Showing posts with label growth vs dividend funds. Show all posts
Showing posts with label growth vs dividend funds. Show all posts

Sunday, September 11, 2016

What Should Investors Do When A Cash Rich Company Refuses to Pay Handsome Dividends?

When a cash rich company refuses to pay handsome dividends, nor does it undertake share buyback, then there could be two possible reasons:
  1. The company’s management may be accumulating cash for a major acquisition or an internal expansion plan.
  2. The management is downright ignorant and lethargic, though the probability for this is extremely low and remote - such a management will not be able to generate so much cash in the first place.

Even when the company is planning a major acquisition or expansion, it is not justified in not paying handsome dividends to the shareholders. For after all ‘Dividends are the Wages of Investors’ and, the investors should relentlessly pester the management to pay more dividends. This is what Warren Buffett does. He attends the annual general body meetings of the companies in which he has investments and exerts pressure to pay more dividends.
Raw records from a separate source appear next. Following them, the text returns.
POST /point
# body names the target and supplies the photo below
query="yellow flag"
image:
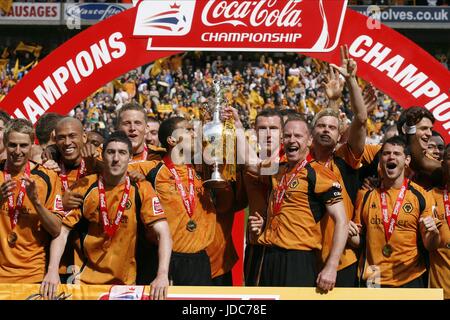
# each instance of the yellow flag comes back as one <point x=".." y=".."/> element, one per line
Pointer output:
<point x="16" y="70"/>
<point x="6" y="5"/>
<point x="26" y="67"/>
<point x="5" y="53"/>
<point x="256" y="98"/>
<point x="3" y="64"/>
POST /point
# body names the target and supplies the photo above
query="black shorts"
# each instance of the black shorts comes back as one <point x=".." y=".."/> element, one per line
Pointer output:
<point x="224" y="280"/>
<point x="348" y="277"/>
<point x="288" y="268"/>
<point x="420" y="282"/>
<point x="190" y="269"/>
<point x="252" y="263"/>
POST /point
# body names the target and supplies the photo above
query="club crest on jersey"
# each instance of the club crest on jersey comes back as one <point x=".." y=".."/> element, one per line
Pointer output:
<point x="164" y="18"/>
<point x="157" y="208"/>
<point x="294" y="184"/>
<point x="336" y="185"/>
<point x="58" y="203"/>
<point x="407" y="207"/>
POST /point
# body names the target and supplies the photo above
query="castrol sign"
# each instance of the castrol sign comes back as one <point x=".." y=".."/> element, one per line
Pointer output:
<point x="232" y="25"/>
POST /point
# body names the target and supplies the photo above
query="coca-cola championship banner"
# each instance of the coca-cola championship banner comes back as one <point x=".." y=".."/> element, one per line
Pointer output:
<point x="240" y="25"/>
<point x="158" y="28"/>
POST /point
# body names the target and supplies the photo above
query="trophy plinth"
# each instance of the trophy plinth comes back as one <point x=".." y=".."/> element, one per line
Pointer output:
<point x="212" y="134"/>
<point x="216" y="181"/>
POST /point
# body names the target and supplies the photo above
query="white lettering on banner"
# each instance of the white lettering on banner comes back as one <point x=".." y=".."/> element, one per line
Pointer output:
<point x="409" y="77"/>
<point x="251" y="13"/>
<point x="83" y="65"/>
<point x="250" y="37"/>
<point x="33" y="11"/>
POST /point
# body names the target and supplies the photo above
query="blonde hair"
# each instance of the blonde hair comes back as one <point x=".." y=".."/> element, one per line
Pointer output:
<point x="18" y="125"/>
<point x="328" y="112"/>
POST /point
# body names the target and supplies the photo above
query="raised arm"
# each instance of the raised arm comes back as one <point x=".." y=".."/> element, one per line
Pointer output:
<point x="49" y="220"/>
<point x="358" y="131"/>
<point x="51" y="280"/>
<point x="160" y="284"/>
<point x="327" y="276"/>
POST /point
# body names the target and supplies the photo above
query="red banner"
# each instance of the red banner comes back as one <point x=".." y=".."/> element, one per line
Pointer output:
<point x="103" y="52"/>
<point x="241" y="25"/>
<point x="394" y="64"/>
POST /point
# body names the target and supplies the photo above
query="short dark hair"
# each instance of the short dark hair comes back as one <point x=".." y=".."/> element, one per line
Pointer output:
<point x="152" y="119"/>
<point x="397" y="141"/>
<point x="268" y="113"/>
<point x="5" y="117"/>
<point x="287" y="112"/>
<point x="298" y="117"/>
<point x="446" y="150"/>
<point x="45" y="126"/>
<point x="166" y="129"/>
<point x="131" y="107"/>
<point x="18" y="125"/>
<point x="418" y="112"/>
<point x="437" y="134"/>
<point x="118" y="136"/>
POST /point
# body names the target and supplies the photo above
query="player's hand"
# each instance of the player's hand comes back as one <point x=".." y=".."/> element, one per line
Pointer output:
<point x="429" y="224"/>
<point x="136" y="176"/>
<point x="49" y="285"/>
<point x="159" y="287"/>
<point x="72" y="200"/>
<point x="353" y="229"/>
<point x="7" y="189"/>
<point x="326" y="279"/>
<point x="255" y="223"/>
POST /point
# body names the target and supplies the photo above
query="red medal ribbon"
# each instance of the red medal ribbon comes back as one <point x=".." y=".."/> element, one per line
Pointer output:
<point x="389" y="224"/>
<point x="110" y="229"/>
<point x="189" y="202"/>
<point x="447" y="206"/>
<point x="13" y="211"/>
<point x="63" y="174"/>
<point x="283" y="185"/>
<point x="145" y="152"/>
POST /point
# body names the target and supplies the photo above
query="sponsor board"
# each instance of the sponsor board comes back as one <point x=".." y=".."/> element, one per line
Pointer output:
<point x="91" y="13"/>
<point x="32" y="13"/>
<point x="273" y="25"/>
The argument that the company is holding on to cash for a major acquisition or expansion also does not hold any water for history shows that many such acquisitions/ expansions were designed more to pamper the egos of the Chairman or CEO and destroyed precious capital; in a few rare instances top managements had undertaken acquisitions in downright self interest, as their pay is invariably linked to the turnover (top-line) of the company rather than to net profit (bottom-line). In such situation, investors / shareholders are the ultimate sufferers.

In conclusion, not paying handsome dividends in the face of continuous surplus cash generation, for whatsoever reasons, is totally unjustified. The shareholders have to be always vigilant and ensure that ill-conceived acquisition plans are shelved. They should always keep the directors on their toes and constantly pester them to pay more dividends.


Friday, August 12, 2016

What Is The Difference Between Dividend and Growth Fund. Which Is Better?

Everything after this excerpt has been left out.